The Lining Is Silver

004: The Story of My Old Man

I stared at the obituary tacked up in the upper, left-hand corner of my home office’s corkboard. The newspaper articles were stashed in a folder in the bottom right-hand drawer of my desk. It was a photo of my father, showing him at the age of thirty-six. It was one of the last, recent photos ever taken of him. His sister did a marvelous job at selling him off as the boy-next-door everyone presumed him to be. Survived by his ex-wife and daughter. The only thing besides my birth certificate, in print, that states his tie to me.

He’s smiling, his eyes locked on to whoever’s taking the picture of him—it’s cruel how such an innocent, charming, plain face can hide the truth of what lay behind. He used to smile when I was little too. Smile with every hit, kick, punch, slap—sometimes for good measure he’d start laughing. But of course, it was all done out of love when he was so intoxicated he didn’t know if he was standing on the floor or the ceiling. I smiled too—when I watched the last of the darkness fade from his eyes, and as he spluttered for that last breath. The thing I can’t comprehend to this day though, he smiled once he realized why I paid him a visit that day—it never left his face, even as he was dying.

The thing about me though, the thing that to this day eludes the police who follow my string of murders, they cannot understand how I have yet to be caught. How I can outsmart them—it’s so very simple. I choose the lowest of the lows, the ones no one would miss—the ones who have fanatics harassing them every so often. It’s those fanatics, the rasher ones, the ones who aren’t afraid to act out towards those vile, disgusting, wastes of space known to human species that I can get away with what I do. One is always too happy to take claim for my handiwork, and I’m not bothered.

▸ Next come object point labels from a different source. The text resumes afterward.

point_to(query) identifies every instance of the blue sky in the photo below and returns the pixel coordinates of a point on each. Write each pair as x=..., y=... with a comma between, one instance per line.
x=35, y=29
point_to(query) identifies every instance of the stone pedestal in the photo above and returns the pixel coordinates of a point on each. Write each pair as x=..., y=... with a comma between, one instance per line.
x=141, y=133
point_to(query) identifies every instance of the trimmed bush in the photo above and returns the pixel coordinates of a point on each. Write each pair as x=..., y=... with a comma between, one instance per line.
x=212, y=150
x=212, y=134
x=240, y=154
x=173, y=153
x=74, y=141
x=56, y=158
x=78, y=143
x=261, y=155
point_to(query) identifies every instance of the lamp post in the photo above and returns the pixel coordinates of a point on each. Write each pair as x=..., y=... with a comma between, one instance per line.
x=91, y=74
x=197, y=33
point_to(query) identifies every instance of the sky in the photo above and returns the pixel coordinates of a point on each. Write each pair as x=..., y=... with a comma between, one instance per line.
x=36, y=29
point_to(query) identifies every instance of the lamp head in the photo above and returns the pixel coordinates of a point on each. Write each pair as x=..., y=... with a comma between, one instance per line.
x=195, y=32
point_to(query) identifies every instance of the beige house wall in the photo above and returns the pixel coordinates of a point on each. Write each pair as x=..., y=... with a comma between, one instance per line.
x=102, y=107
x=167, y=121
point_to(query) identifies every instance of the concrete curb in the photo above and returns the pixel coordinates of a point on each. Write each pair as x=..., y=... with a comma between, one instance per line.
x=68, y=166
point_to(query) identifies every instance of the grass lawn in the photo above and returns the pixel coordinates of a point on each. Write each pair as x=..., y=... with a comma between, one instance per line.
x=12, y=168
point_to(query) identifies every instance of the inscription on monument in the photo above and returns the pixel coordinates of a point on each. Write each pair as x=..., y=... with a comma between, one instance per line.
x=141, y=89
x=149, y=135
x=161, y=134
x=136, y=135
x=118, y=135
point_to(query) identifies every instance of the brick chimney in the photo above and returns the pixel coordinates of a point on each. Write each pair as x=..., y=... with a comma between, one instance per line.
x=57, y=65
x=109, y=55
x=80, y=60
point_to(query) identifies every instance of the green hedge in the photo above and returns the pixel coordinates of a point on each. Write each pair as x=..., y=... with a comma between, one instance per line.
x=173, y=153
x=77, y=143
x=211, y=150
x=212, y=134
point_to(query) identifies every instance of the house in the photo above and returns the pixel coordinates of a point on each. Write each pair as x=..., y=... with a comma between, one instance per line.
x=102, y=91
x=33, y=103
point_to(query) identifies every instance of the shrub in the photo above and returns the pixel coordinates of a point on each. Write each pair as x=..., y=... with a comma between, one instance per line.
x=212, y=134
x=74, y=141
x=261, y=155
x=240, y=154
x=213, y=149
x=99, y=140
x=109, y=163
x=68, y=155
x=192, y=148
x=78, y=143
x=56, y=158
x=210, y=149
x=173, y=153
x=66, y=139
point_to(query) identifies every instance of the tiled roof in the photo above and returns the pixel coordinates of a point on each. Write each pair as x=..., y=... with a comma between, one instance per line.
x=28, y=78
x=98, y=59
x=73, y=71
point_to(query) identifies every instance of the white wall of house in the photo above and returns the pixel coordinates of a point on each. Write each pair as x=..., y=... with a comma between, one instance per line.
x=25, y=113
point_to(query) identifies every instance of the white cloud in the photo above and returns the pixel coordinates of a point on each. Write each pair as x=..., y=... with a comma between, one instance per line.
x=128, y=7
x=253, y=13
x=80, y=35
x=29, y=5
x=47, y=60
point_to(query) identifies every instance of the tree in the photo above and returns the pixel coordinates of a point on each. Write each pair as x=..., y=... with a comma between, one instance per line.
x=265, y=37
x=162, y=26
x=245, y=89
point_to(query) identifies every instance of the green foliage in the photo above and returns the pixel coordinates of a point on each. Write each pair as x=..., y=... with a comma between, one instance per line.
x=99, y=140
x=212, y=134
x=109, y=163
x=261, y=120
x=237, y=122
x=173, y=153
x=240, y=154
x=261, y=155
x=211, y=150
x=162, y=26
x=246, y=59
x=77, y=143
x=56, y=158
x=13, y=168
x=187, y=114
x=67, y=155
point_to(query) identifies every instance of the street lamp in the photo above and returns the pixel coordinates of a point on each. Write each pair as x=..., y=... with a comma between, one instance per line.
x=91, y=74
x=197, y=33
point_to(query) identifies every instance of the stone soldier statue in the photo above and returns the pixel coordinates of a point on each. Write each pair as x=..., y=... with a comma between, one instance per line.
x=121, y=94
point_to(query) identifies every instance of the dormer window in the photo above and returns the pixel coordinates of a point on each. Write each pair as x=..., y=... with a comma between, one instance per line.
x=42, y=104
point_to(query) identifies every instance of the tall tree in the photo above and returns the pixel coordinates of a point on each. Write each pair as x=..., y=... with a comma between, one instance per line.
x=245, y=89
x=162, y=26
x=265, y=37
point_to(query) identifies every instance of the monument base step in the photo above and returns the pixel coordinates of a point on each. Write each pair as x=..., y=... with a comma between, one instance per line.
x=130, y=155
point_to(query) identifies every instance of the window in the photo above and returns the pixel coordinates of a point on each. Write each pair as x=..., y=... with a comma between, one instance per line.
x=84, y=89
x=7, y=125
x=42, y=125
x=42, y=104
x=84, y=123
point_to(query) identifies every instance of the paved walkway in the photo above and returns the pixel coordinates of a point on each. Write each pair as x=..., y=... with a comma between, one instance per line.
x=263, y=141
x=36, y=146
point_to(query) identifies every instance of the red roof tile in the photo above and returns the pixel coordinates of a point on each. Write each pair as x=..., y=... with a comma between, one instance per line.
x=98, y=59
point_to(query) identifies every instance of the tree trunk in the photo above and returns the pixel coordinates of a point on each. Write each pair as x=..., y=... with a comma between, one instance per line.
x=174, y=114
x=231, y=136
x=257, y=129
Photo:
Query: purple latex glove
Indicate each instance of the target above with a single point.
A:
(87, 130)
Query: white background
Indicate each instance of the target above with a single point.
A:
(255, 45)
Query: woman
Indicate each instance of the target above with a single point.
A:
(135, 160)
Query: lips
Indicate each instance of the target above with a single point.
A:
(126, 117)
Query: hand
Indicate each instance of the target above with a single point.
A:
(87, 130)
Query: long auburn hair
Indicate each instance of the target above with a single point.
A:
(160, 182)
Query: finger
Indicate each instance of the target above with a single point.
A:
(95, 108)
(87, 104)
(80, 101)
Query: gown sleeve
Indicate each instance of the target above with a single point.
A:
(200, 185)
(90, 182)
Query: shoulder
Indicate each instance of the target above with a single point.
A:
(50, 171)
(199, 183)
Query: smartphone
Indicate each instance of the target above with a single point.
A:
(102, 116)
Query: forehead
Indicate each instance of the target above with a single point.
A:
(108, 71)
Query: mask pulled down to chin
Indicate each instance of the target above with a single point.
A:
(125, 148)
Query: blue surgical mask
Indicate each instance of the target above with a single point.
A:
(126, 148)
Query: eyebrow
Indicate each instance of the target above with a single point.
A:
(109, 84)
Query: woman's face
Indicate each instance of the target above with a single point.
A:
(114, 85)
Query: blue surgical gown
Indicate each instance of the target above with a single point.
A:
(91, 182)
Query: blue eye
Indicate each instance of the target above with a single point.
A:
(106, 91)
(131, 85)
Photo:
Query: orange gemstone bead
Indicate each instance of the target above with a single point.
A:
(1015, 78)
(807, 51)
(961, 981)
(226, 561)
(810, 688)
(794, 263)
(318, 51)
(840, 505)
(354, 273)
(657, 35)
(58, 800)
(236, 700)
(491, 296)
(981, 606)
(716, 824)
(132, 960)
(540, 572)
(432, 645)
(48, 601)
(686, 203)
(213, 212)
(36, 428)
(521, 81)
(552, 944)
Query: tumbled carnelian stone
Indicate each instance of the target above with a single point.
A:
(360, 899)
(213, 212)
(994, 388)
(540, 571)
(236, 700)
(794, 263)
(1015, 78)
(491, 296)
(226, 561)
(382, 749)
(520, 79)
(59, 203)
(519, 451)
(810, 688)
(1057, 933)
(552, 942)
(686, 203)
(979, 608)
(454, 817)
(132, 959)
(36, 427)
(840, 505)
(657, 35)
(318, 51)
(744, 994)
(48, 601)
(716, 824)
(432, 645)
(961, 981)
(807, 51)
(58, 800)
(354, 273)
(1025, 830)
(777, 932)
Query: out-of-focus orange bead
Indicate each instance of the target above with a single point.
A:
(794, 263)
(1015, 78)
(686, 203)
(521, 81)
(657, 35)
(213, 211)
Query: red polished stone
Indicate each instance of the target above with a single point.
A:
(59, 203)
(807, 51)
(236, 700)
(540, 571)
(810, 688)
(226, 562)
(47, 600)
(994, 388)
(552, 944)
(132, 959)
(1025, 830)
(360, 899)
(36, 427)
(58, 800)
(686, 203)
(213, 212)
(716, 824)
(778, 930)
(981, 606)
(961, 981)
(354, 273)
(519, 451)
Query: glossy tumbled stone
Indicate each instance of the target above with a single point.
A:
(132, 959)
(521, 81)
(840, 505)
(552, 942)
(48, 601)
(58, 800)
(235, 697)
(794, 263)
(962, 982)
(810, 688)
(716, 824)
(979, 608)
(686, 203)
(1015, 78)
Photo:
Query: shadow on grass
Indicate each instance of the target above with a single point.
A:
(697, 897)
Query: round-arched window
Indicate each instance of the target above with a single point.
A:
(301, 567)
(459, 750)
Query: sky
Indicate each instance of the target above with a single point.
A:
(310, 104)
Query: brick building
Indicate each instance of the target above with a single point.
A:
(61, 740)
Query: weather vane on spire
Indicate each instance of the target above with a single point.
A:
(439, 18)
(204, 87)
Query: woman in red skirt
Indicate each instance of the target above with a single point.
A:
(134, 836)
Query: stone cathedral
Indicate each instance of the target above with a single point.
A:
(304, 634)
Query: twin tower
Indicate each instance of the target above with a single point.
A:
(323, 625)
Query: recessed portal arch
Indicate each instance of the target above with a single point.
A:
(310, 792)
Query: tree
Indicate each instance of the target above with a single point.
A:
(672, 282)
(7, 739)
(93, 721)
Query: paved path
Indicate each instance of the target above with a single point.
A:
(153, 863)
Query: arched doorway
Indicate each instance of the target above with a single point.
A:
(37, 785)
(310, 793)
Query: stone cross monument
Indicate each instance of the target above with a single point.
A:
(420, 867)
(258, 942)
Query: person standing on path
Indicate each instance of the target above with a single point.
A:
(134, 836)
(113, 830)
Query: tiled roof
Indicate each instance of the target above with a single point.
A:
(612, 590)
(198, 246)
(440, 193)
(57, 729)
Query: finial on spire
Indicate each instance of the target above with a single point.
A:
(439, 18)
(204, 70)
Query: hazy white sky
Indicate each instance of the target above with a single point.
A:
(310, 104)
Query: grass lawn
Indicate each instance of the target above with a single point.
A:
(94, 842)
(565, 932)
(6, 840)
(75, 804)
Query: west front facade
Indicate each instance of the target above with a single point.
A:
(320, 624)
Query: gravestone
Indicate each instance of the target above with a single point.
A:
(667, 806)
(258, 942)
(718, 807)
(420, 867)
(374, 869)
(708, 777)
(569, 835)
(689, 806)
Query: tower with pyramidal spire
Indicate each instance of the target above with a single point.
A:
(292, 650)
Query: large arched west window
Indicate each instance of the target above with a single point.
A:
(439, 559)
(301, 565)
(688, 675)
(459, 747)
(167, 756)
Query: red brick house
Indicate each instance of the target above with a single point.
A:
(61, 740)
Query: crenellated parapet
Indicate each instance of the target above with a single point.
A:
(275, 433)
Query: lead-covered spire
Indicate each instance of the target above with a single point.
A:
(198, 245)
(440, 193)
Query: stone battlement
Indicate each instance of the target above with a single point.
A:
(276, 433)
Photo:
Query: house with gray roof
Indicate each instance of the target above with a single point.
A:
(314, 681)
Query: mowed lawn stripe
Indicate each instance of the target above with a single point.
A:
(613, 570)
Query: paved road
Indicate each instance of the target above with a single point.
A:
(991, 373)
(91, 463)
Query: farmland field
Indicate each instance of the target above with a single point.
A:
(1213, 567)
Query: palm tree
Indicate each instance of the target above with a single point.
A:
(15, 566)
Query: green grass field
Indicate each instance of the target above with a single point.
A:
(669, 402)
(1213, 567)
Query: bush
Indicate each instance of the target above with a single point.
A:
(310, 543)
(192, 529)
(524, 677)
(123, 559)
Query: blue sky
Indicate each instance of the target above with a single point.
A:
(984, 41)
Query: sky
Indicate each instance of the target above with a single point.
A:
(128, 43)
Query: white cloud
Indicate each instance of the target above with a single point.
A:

Of course, when asked for the details of how these people are killed, not a single fanatic can answer truthfully and they’re once more let out to the community. I would stop being a “serial killer,” that is the term labeled to me. I’ve killed more than three people, I suffered an unhappy childhood, but unlike those Bundy’s, Berkowitz’s, Gacy’s, Dahmer’s, Toole’s, DeSalvo’s, unlike them, I’m a woman. I don’t fit the little mold that’s cast for the female serial killer. I am no “black widow.”
I don’t mind that they cannot even decipher that the killer of my father, of all these other pedophiles, child molesters, rapists—the killer of all the monsters I’ve killed, that I am a woman. It would throw everything all the boys and girls in uniform have ever been taught right out the window. My phone going off broke my concentration.

“Amelia, you didn’t forget did you? It’s his birthday today.”

“Of course not! How could, he’s my best friend, I’ll be there in an hour, and don’t worry, he still doesn’t have a clue. Lord knows if he did he wouldn’t bother to show up.”

“Ain’t that the truth! I’ll be sure everyone knows to be extra loud when yelling surprise just for him.”

“He’ll certainly love you for that!”

We laughed as we ended our call. I had to get myself together, after all, it was my best friend’s birthday and we were throwing him a surprise birthday party.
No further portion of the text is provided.